Cora’s twenty-year-old self had always wanted her twenty-five-year-old self to have days like that. She was in a building that was half ice factory, half studio space and concert venue, and she was watching her friend play improvised electronic music. There were cables webbing across the stage, and her friend was one of three enormous spiders spinning rhythms while the eighteen people in the audience nodded their heads along in appreciation.
And in the morning, Cora dropped her body onto the pull-out couch beside her friend Stephen who had stayed the night. Ice storm, polar vortex, frost quake, it had been a long winter. It was still winter, and it was cold in the living room, but Cora was wearing a thick red sweater with a picture of The Great Wall of China on it. Cora liked this sweater a lot.
Cora had made a new friend who lived in St Catharines, and he was taking the bus all the way to Toronto to hang out with her. It made Cora feel like a celebrity, having someone sit on a bus for an hour and a half just to see her.
Cora stood in her driveway. There was snow all around her, and her two bags of groceries sat on the asphalt beside her. One of Cora’s hands was in her pocket and the other hand held her telephone. On the other end of the telephone, Cora’s girlfriend said, “I’m sorry, I can’t be in a relationship right now. I’m sorry, I need some time to myself.”
Cora liked to listen to the French radio station while she drove. She was in Waterloo where her parents lived, practicing her parallel parking and three point turns for her final driving test.

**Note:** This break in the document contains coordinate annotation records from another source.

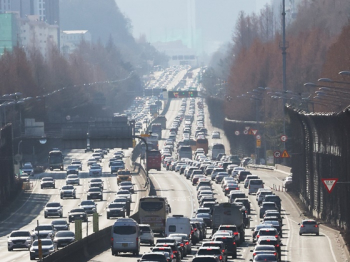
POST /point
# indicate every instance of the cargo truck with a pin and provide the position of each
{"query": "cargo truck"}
(228, 214)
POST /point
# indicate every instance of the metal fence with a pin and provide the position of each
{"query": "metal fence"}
(321, 149)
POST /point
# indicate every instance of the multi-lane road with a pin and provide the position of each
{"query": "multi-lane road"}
(182, 198)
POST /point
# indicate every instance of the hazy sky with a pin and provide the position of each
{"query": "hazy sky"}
(210, 23)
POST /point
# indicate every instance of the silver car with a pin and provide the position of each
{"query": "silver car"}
(309, 226)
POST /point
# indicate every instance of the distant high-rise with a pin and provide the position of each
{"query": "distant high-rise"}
(47, 10)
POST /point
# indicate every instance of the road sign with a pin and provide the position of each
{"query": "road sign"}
(285, 154)
(284, 138)
(277, 154)
(329, 183)
(258, 143)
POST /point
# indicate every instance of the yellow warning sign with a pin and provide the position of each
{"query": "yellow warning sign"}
(285, 154)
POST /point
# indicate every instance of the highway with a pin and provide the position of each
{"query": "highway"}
(182, 198)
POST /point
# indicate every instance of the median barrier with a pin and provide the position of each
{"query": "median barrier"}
(84, 249)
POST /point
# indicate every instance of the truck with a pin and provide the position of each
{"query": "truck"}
(161, 120)
(228, 214)
(156, 128)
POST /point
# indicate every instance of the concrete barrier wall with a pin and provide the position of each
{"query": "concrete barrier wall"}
(84, 249)
(282, 168)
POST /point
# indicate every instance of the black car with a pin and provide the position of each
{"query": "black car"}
(230, 245)
(77, 214)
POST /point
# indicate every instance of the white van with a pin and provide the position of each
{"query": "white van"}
(125, 236)
(254, 185)
(178, 224)
(217, 149)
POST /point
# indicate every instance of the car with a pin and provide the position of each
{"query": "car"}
(28, 169)
(116, 210)
(63, 238)
(215, 134)
(287, 182)
(77, 214)
(89, 206)
(53, 209)
(309, 226)
(95, 170)
(47, 182)
(68, 191)
(154, 257)
(19, 239)
(267, 206)
(73, 180)
(60, 224)
(265, 257)
(77, 163)
(95, 193)
(214, 251)
(72, 169)
(44, 231)
(146, 234)
(97, 180)
(91, 161)
(128, 184)
(47, 247)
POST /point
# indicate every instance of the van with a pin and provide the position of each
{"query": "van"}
(217, 149)
(125, 236)
(178, 224)
(254, 185)
(185, 152)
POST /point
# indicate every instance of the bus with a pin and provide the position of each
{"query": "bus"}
(202, 142)
(55, 160)
(157, 129)
(154, 160)
(153, 210)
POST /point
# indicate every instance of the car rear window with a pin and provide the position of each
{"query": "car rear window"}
(209, 251)
(309, 223)
(255, 182)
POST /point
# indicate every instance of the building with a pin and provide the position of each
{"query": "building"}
(47, 10)
(34, 33)
(71, 39)
(8, 32)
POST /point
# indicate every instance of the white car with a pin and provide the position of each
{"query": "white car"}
(19, 239)
(72, 180)
(95, 170)
(47, 248)
(215, 134)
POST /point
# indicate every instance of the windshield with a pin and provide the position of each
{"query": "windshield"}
(64, 234)
(67, 187)
(87, 203)
(44, 242)
(53, 204)
(21, 234)
(124, 230)
(40, 228)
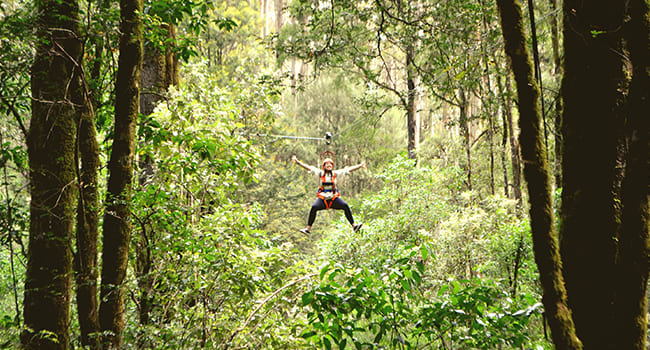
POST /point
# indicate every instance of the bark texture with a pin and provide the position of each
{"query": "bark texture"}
(117, 217)
(87, 231)
(634, 250)
(51, 150)
(536, 172)
(594, 88)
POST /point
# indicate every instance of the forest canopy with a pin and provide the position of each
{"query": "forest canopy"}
(309, 174)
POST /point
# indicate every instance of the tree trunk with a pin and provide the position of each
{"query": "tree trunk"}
(491, 145)
(537, 176)
(515, 155)
(557, 71)
(411, 108)
(464, 129)
(634, 249)
(594, 88)
(504, 140)
(87, 231)
(117, 217)
(51, 151)
(279, 5)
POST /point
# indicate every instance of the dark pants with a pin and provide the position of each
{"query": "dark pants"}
(337, 203)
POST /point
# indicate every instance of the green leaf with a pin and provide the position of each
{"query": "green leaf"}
(307, 298)
(308, 334)
(424, 251)
(327, 344)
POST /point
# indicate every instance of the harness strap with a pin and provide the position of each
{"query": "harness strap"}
(322, 189)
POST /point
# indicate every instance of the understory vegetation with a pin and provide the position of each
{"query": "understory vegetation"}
(418, 95)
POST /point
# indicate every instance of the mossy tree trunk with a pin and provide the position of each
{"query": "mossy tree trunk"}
(594, 91)
(87, 231)
(412, 121)
(51, 151)
(117, 217)
(85, 264)
(536, 172)
(634, 246)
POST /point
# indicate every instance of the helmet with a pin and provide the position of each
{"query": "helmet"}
(327, 160)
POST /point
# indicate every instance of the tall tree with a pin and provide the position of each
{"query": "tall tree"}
(631, 316)
(117, 216)
(51, 147)
(536, 172)
(604, 199)
(87, 228)
(594, 89)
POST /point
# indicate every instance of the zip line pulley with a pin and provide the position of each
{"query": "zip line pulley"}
(327, 138)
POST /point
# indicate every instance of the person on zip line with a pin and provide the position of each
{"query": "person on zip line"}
(328, 194)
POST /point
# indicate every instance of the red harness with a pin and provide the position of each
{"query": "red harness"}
(333, 189)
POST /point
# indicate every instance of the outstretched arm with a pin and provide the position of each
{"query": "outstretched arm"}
(357, 167)
(295, 160)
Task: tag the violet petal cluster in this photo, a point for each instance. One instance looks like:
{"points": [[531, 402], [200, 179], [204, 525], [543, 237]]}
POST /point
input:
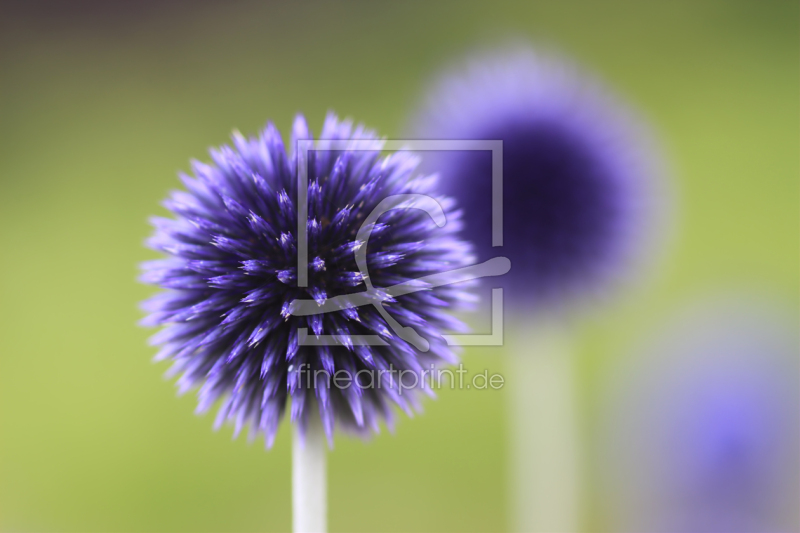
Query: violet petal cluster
{"points": [[231, 277], [578, 171]]}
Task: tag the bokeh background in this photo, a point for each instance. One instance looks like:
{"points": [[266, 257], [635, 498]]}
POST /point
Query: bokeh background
{"points": [[101, 103]]}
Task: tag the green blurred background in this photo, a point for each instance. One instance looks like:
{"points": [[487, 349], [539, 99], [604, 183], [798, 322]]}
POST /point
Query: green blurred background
{"points": [[101, 104]]}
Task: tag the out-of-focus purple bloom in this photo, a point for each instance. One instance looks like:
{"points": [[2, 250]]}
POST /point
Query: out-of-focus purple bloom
{"points": [[577, 171], [703, 428], [231, 276]]}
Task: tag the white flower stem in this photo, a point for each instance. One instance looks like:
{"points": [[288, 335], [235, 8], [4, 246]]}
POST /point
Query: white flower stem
{"points": [[545, 452], [309, 478]]}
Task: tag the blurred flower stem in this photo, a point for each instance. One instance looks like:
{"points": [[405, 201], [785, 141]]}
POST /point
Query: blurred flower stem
{"points": [[544, 458], [309, 477]]}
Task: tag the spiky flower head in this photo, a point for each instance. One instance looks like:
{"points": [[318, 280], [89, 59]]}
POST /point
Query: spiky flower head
{"points": [[577, 171], [232, 277]]}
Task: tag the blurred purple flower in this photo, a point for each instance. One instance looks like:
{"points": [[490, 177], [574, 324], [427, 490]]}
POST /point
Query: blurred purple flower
{"points": [[703, 430], [232, 274], [577, 171]]}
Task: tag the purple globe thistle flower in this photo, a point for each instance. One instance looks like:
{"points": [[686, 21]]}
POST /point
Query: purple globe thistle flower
{"points": [[231, 278], [577, 171], [703, 427]]}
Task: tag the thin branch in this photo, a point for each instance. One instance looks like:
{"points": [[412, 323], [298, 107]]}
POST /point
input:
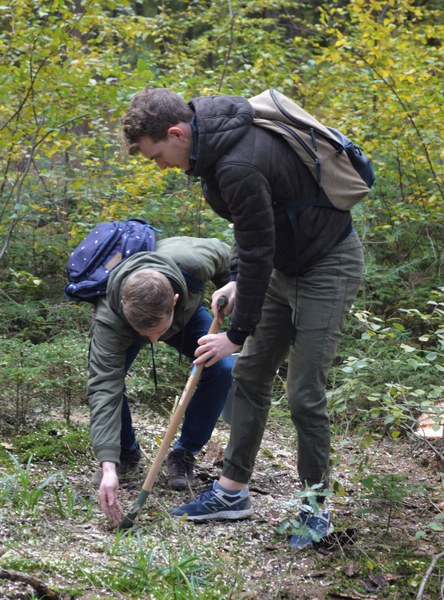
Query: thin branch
{"points": [[428, 574], [230, 46]]}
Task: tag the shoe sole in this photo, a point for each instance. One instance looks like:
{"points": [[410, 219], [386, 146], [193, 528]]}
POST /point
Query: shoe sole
{"points": [[224, 515]]}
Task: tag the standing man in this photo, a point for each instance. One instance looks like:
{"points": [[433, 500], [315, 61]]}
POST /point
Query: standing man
{"points": [[295, 274], [154, 296]]}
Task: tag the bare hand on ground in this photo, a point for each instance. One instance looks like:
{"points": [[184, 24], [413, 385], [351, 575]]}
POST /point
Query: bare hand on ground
{"points": [[108, 494]]}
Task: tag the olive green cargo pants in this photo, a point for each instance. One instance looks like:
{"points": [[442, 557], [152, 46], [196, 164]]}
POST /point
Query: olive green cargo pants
{"points": [[313, 308]]}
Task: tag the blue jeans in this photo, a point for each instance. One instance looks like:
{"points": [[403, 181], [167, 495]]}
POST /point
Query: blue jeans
{"points": [[209, 398]]}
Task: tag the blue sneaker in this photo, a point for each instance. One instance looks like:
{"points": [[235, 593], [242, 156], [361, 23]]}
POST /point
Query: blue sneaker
{"points": [[217, 503], [313, 528]]}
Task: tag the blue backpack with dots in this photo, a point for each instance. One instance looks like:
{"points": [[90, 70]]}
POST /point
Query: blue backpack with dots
{"points": [[107, 245]]}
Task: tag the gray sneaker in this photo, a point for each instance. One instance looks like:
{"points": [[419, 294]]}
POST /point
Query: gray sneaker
{"points": [[180, 465], [129, 459]]}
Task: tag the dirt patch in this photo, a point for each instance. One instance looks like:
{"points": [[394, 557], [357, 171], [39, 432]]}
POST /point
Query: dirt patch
{"points": [[363, 558]]}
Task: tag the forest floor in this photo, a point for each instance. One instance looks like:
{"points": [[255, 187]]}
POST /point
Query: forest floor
{"points": [[375, 553]]}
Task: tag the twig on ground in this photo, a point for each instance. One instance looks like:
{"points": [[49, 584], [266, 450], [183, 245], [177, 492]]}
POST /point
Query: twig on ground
{"points": [[428, 574], [41, 589]]}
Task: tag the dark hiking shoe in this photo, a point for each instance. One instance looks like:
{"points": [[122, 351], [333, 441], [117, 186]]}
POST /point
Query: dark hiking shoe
{"points": [[215, 504], [129, 459], [180, 464]]}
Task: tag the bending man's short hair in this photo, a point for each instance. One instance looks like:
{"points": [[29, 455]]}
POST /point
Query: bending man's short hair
{"points": [[147, 299], [152, 112]]}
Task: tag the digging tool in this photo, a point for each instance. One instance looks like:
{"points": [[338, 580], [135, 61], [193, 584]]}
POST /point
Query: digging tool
{"points": [[173, 426]]}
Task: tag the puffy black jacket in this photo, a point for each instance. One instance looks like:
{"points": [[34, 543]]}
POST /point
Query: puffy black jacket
{"points": [[251, 177]]}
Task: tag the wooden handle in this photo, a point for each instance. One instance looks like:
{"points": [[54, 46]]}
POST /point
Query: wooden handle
{"points": [[178, 414]]}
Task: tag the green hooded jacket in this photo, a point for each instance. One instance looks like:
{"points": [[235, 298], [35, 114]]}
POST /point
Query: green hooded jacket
{"points": [[203, 260]]}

Cora backed up the car, slowly turning the wheel as she went. She wasn’t thinking about driving anymore or about her test, or even about her grandparents. It was just the French music and the night and the voices of her two friends saying, we believe in you, we believe in you. You’re going to be great.
Cora only had frozen pierogies and an apple in her fridge. That would have been ok, except she’d had pierogies for breakfast and dinner the day before, and the apple had been in her crisper for over a month beside a rotting onion and now the apple kind of smelled like onion.
Cora sat on her kitchen counter eating corn from a can.